# 951 als komplett Bike / specs



## soniccube (20. Juni 2009)

Hallo

kann hier eventuell jemand verlässliche infos zu dem angekündigten Komplett Kit für das 951 machen ?
Detailierte Liste der verwendeten Parts ? ( vorallem die Boxxer Team wird laut erster Ankündigung auf mtbr nur in schwarz ausgeliefert, laut anderen "Stimmen" soll sie aber auch in rot geliefert werden ).



Danke und schönes Weekend   D.


----------



## bachmayeah (20. Juni 2009)

http://forums.mtbr.com/showpost.php?p=5787914&postcount=1

werden wohl diese teile sein..intense typisch wohl viel titec, mrp, holzfeller...


----------



## MTB-News.de




----------



## haha (20. Juni 2009)

wird schätzungsweise aber nicht in DE angeboten, zumindest vermute ich das stark. ich bin eh kein fan von so komplettgeräten. finds gerade geil, dass man diverse rahmen immer noch selber bestücken muss, kommt kein so einheitsbrei bei raus.


----------



## bachmayeah (20. Juni 2009)

auch wieder wahr..


----------



## soniccube (21. Juni 2009)

Naja, bei dem Preis muss man es fast komplett kaufen und austauschen was nicht gefällt


----------



## xMARTINx (23. Juni 2009)

wer kauft eigentlich noch nen m6 wenn man für weniger geld nen geileres 951 haben kann???


----------



## Dr.
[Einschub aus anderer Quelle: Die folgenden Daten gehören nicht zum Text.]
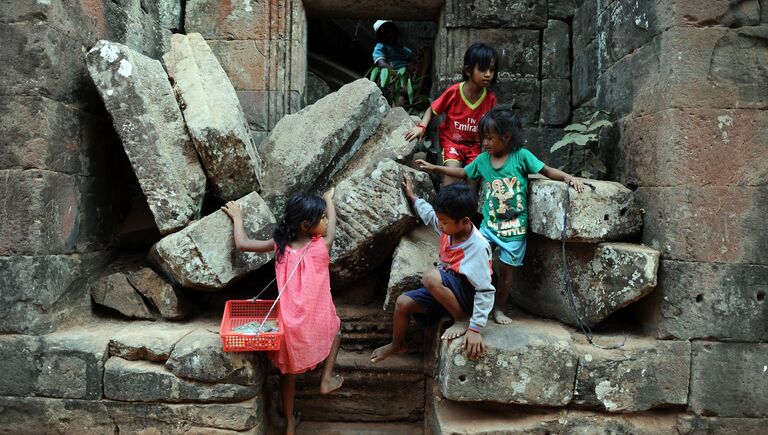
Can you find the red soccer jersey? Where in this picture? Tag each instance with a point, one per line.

Hannibal (23. Juni 2009)

Geileres 951......haha.....neuer eventuell! Das M6 ist immer noch das schnellere Bike!


----------



## bachmayeah (23. Juni 2009)

also nach wie vor hinkt der vgl m6 und 951 sowas von extrem... wie hieß das früher beim media markt: gut, dass wir verglichen haben..


----------



## Dr. Hannibal (23. Juni 2009)

Zum 951 sag ich nur "don't believe the hype"!
Z.B. im Herbst kommt wieder ein neues Intense (ich sag jetzt irgendwas) das dann vielleicht heißen wird M7 oder M8 und dann drehen wieder alle in den Forum durch,.....boa eh, ich pack es nicht, wie geil ist das denn, das geht sicher ab wie Schmitz Katze. Ich hab jetzt eure Worte verwendet das ihr es auch versteht.


----------



## Trickz (24. Juni 2009)

@soniccube: dachte du bist verletzt, daher der socom verkauf


----------



## soniccube (28. Juni 2009)

Trickz schrieb:


> @soniccube: dachte du bist verletzt, daher der socom verkauf



Hallo Trickz

ja, das ist leider nach wie vor so. Aber falls das Socom verkauft wird muss man ja irgend ein Ziel vor Augen haben damit man schneller wieder fit wird. Sprich ein neues ungefahrenes Bike das im Keller steht und auf die Piste will 

Nein, im Ernst.... ich bin einfach mal ein wenig am schauen was in Frage kommen würde nächste Saison ( falls jemand das Socom diese Saison kaufen würde ).

Macht das Sinn ? Nein, aber Unvernunft kann Spass machen


----------



## MTB-News.de




----------



## Datonate (4. Juli 2009)

Gibts es schon weitere Infos über das Komplettbike?


----------



## Shocker (4. Juli 2009)

komplettrad wird es voraussichtlich zur eurobike gegen. im moment sind die teilekits auch noch nicht lieferbar und auch preis ist noch nicht 100% raus.
FLO


----------